The real danger is when you mutate built-in prototypes like Array.prototype or Object.prototype. This is called prototype pollution. It affects every object in the entire process and is a security vulnerability in Node.js services.

Typescript
// Never do this in a library or server
(Object.prototype as Record<string, unknown>).__isAdmin = true;

const user = { name: "Alice" };
console.log((user as Record<string, unknown>).__isAdmin); // true: inherited!

Prototype pollution is a real attack vector. Attackers craft JSON payloads with __proto__ keys to inject properties into Object.prototype. Always sanitise user-supplied keys before merging objects.
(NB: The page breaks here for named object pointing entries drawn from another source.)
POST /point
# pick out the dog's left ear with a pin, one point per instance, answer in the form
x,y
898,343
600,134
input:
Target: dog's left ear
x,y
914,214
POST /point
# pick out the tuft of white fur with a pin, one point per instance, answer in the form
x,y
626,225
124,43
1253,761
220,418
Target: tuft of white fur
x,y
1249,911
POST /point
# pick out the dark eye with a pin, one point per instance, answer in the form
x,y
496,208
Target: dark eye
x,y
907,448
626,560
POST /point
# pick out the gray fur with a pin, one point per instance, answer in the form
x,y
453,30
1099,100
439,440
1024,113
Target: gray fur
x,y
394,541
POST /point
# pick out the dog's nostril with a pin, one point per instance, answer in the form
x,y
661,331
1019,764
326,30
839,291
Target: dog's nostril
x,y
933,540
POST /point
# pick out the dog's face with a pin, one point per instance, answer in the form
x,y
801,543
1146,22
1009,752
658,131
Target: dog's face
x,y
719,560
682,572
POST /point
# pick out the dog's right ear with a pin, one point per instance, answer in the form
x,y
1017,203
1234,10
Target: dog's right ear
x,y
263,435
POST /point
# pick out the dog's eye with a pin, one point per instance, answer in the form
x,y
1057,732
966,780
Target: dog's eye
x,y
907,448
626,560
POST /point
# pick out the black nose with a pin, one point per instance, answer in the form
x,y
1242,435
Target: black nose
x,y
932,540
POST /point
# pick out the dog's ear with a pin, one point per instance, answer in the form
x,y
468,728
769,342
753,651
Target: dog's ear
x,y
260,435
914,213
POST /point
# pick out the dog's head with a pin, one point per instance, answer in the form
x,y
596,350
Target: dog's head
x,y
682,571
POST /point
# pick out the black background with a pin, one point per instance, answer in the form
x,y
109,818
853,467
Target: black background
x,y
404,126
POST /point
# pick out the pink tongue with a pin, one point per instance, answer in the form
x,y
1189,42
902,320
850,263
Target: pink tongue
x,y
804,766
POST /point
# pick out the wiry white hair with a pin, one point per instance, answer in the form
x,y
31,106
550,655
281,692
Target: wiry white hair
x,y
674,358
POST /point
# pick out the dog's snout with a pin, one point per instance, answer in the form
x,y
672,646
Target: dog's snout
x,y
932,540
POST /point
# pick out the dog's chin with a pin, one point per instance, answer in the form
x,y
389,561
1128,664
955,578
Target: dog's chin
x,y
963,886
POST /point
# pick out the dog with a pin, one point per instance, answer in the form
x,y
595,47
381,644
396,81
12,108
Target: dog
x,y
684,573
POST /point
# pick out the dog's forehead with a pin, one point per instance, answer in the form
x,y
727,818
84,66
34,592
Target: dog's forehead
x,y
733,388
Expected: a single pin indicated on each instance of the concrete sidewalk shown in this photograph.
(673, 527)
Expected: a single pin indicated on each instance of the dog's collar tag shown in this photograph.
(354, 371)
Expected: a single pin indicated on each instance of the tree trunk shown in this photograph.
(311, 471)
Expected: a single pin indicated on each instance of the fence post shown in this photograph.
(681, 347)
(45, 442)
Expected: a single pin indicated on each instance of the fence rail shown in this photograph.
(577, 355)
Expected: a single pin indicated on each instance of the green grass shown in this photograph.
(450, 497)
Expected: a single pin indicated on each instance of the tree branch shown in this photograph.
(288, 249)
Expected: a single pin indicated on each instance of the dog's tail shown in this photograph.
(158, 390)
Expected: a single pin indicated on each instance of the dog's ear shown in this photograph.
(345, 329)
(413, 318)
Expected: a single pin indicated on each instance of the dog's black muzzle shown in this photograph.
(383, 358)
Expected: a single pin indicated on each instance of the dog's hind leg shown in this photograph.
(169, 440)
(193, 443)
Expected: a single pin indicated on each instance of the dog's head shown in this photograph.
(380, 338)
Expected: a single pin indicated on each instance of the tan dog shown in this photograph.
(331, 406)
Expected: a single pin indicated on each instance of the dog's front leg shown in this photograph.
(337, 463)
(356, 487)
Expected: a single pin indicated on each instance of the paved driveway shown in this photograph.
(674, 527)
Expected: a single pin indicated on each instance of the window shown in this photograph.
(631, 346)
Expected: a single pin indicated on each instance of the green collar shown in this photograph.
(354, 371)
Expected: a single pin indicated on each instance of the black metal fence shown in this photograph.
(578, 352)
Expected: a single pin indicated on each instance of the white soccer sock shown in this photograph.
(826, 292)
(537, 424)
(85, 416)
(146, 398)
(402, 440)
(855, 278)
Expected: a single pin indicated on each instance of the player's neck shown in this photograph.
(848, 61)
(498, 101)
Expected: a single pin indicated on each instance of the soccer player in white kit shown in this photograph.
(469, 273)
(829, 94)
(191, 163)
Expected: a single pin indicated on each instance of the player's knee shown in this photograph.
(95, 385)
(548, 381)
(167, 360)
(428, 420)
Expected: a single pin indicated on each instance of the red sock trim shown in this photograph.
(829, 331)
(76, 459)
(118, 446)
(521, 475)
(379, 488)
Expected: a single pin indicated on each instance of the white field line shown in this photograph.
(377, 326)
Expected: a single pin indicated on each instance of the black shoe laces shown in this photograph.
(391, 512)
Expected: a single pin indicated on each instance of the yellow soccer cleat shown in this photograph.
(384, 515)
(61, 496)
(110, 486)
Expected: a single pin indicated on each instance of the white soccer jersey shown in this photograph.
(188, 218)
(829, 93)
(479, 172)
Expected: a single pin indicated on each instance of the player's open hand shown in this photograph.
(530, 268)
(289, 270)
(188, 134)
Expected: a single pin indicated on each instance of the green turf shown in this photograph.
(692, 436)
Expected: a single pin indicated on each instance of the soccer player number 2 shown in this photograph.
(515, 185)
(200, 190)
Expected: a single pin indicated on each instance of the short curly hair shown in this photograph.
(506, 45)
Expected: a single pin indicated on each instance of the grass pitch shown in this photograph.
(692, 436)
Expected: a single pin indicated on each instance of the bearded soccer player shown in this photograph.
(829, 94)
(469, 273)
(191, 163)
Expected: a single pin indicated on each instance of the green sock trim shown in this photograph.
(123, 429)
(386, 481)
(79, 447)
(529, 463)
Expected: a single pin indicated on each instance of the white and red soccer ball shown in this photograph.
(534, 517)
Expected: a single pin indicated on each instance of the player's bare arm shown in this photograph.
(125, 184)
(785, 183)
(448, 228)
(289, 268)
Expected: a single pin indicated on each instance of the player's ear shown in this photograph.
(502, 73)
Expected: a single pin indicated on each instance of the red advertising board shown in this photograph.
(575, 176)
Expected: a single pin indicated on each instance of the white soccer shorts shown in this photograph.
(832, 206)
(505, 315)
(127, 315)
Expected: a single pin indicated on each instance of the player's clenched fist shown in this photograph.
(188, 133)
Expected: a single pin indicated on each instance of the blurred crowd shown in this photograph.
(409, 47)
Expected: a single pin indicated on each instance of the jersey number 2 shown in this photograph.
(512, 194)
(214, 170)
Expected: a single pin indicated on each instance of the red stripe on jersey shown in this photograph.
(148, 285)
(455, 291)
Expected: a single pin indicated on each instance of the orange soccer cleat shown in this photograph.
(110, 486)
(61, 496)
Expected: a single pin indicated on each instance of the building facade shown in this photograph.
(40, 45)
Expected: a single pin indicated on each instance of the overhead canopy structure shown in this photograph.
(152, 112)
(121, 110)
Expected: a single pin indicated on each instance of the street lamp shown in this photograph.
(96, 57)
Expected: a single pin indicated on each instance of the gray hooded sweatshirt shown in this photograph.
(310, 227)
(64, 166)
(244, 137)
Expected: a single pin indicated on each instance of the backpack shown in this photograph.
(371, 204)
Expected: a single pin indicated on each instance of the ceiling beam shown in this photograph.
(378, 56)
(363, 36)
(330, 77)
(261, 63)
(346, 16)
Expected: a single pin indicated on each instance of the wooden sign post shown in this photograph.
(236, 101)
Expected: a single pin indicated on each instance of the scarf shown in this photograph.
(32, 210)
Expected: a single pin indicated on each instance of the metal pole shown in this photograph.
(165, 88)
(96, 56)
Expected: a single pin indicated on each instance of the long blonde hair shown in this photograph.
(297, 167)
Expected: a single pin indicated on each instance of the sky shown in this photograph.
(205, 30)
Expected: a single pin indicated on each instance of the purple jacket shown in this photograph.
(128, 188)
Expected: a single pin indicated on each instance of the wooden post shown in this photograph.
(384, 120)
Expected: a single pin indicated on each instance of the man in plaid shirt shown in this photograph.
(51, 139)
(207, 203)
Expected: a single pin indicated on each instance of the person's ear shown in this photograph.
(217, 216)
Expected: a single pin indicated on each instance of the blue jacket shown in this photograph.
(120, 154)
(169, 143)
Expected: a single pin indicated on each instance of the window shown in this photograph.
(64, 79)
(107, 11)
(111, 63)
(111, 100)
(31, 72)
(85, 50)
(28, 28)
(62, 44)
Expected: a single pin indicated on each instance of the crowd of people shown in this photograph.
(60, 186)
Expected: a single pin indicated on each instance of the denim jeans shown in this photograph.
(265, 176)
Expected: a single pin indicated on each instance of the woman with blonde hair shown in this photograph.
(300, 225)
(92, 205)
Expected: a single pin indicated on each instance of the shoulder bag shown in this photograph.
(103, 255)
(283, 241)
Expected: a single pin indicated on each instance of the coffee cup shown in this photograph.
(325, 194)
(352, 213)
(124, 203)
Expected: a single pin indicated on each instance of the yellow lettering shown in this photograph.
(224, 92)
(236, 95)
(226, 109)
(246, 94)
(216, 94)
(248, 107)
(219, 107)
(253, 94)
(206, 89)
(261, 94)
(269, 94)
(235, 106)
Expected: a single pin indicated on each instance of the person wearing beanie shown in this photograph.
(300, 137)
What TypeScript Compiles To

When you write a TypeScript class with strict mode enabled, the TypeScript compiler emits JavaScript. In modern targets (ES2015+), it emits the class keyword directly. For older targets, it emits constructor functions. The TypeScript type system is erased completely at compile time.

Typescript
// TypeScript input
class Counter {
  private count = 0;

  increment(): void {
    this.count++;
  }

  getValue(): number {
    return this.count;
  }
}

Compiled to ES5 (to show the underlying mechanics):

Javascript
"use strict";
var Counter = /** @class */ (function () {
  function Counter() {
    this.count = 0;
  }
  Counter.prototype.increment = function () {
    this.count++;
  };
  Counter.prototype.getValue = function () {
    return this.count;
  };
  return Counter;
})();

private in TypeScript is compile-time only. At runtime, count is a plain property. Anyone can read it with instance.count in JavaScript. If you need true runtime privacy, use #count (the JavaScript private field syntax), which TypeScript also supports.

Quick Reference

ConceptWhat It Means
[[Prototype]]Hidden link to the parent object
Object.create(proto)Create object with given prototype
new Constructor()Set [[Prototype]] to Constructor.prototype, run constructor
instanceofWalk chain looking for B.prototype
class extendsSugar for wiring both instance and static prototype chains
Prototype mutationAffects all current and future instances sharing that prototype

Key insight: TypeScript classes are JavaScript prototype chains with a type-safe syntax on top. The types disappear at compile time. Understanding the chain tells you exactly what happens at runtime when you call a method, use instanceof, or accidentally mutate a shared prototype.